Surgical Ward Innovation: Telemonitoring Controlled by Healthdot (SWITCH)

July 13, 2023 updated by: Friso Schonck, Catharina Ziekenhuis Eindhoven

SWITCH- Surgical Ward Innovation: Telemonitoring Controlled by Healthdot Evaluation of Implementation

This observational clinical, single center trial is designed to evaluate the implementation of an already validated smart monitoring device, the Philips Healthdot, on one surgical ward at the Catharina hospital in Eindhoven, The Netherlands.

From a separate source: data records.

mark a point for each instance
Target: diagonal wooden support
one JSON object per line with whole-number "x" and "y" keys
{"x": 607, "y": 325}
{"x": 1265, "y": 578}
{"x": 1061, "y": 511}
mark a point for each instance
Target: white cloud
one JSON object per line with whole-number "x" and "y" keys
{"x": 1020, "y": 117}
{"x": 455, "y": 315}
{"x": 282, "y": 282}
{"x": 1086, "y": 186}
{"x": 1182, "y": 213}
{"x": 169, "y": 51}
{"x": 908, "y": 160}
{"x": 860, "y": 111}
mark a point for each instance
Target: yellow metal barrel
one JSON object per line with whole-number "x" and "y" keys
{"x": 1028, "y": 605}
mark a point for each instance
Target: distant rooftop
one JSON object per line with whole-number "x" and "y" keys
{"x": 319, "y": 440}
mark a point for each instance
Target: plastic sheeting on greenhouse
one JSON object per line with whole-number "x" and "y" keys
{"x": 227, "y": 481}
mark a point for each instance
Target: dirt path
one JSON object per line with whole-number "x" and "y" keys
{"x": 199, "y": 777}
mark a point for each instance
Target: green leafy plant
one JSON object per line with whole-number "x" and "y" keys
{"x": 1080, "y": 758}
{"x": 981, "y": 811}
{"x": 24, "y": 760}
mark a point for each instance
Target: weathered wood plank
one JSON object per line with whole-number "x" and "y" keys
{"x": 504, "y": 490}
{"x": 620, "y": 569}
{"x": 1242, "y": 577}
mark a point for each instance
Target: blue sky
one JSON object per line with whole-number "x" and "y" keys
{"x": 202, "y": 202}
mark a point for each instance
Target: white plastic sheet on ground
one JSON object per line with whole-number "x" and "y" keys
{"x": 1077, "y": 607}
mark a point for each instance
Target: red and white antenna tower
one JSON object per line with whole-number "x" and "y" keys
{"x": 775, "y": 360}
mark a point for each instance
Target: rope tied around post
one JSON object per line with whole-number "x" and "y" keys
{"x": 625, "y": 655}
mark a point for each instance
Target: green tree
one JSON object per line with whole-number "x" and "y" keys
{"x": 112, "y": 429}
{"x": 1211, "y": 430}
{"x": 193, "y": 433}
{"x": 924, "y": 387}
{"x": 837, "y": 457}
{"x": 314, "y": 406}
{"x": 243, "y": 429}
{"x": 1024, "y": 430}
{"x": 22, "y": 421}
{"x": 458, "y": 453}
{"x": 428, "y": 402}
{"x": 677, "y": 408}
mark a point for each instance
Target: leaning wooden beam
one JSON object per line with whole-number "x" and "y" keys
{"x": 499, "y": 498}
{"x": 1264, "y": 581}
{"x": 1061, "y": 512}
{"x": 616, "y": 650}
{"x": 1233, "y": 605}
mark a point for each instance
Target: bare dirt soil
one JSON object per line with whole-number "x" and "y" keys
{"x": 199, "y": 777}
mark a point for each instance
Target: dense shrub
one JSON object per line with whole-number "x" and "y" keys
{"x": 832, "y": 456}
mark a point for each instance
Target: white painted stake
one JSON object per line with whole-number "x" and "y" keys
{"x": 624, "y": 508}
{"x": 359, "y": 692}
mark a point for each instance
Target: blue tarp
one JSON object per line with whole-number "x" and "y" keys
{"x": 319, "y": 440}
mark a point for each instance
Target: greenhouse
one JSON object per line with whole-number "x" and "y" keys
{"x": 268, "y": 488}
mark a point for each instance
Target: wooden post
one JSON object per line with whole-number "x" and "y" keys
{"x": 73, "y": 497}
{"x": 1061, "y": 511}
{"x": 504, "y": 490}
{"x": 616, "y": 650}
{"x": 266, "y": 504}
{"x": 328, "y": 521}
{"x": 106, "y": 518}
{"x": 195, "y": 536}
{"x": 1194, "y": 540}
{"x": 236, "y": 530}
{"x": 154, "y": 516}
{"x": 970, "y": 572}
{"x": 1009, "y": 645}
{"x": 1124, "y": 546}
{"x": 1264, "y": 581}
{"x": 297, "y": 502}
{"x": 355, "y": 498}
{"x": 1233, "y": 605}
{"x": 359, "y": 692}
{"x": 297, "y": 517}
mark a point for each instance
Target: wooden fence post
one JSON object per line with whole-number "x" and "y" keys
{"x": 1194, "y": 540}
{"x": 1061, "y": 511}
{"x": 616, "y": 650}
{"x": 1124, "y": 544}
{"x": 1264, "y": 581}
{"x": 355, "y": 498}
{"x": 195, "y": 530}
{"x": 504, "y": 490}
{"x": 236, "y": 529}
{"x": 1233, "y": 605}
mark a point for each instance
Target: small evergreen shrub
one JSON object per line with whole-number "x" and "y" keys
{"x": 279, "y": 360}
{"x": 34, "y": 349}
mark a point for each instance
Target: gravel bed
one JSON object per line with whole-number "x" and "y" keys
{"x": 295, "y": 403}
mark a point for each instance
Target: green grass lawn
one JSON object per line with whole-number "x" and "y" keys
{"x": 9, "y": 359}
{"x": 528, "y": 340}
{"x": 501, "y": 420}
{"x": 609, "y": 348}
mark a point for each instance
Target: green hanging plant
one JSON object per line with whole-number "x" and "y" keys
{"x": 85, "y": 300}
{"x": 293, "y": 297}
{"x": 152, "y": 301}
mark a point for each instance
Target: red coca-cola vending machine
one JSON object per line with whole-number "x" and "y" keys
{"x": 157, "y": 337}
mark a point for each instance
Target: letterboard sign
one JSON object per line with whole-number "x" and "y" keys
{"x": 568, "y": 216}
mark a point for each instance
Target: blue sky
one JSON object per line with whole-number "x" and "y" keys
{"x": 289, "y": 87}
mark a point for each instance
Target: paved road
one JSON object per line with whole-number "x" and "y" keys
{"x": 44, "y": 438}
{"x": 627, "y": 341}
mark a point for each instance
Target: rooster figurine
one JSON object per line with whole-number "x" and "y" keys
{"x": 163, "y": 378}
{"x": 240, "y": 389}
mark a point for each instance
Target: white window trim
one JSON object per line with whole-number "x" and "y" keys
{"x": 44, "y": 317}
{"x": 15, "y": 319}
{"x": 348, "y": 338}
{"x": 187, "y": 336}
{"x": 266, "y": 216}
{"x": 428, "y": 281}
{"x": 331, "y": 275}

This study is performed during 6 months in which all patients admitted to one surgical ward will be enrolled. Implementation is established by a step-by-step approach in which the current manually performed spot check monitoring (blood pressure, oxygen saturation, respiratory rate, heart rate, temperature and pain score), with the early warning score (EWS), is continued besides smart monitoring with the Healthdot (respiratory rate, heart rate and physical activity) during the first three months (phase 1). This phase aims at optimizing the infrastructure, education of hospital staff and practice with application/ activation and interpretation of the device. Upward of 4 months, Healthdot monitoring will be the primary monitoring method and spot check monitoring is only performed additionally in case of doubt about clinical condition or requirement of additional vital parameters.

Evaluation of the implementation will be performed with a focus group and various questionnaire regarding fidelity, acceptability, adoption, feasibility, appropriateness and costs. Thereby additional analysis regarding monitoring algorithms will be performed.

Study Overview

Detailed Description

This project is a 6 months monocenter prospective cohort study at the Catharina hospital in the Netherlands. Every patient admitted to the one surgery department will receive a Healthdot. Implementation of the Healthdot will be performed stepwise. During phase 1 (month 1-3, the pre-implementation phase), the current standard method of care with manual spot checks and EWS will be continued. During this phase Healthdots will be applied only for training purposes in preparation to the implementation phase, phase 2 (month 3-6). This phase consists of primarily Healthdot monitoring and manual spot checks only if indicated. After these 6 months, the implementation will be evaluated and optimized and potentially extended.

Participants:

The main research population for answering the research objectives are the nurses working at the specific surgical ward at the Catharina hospital.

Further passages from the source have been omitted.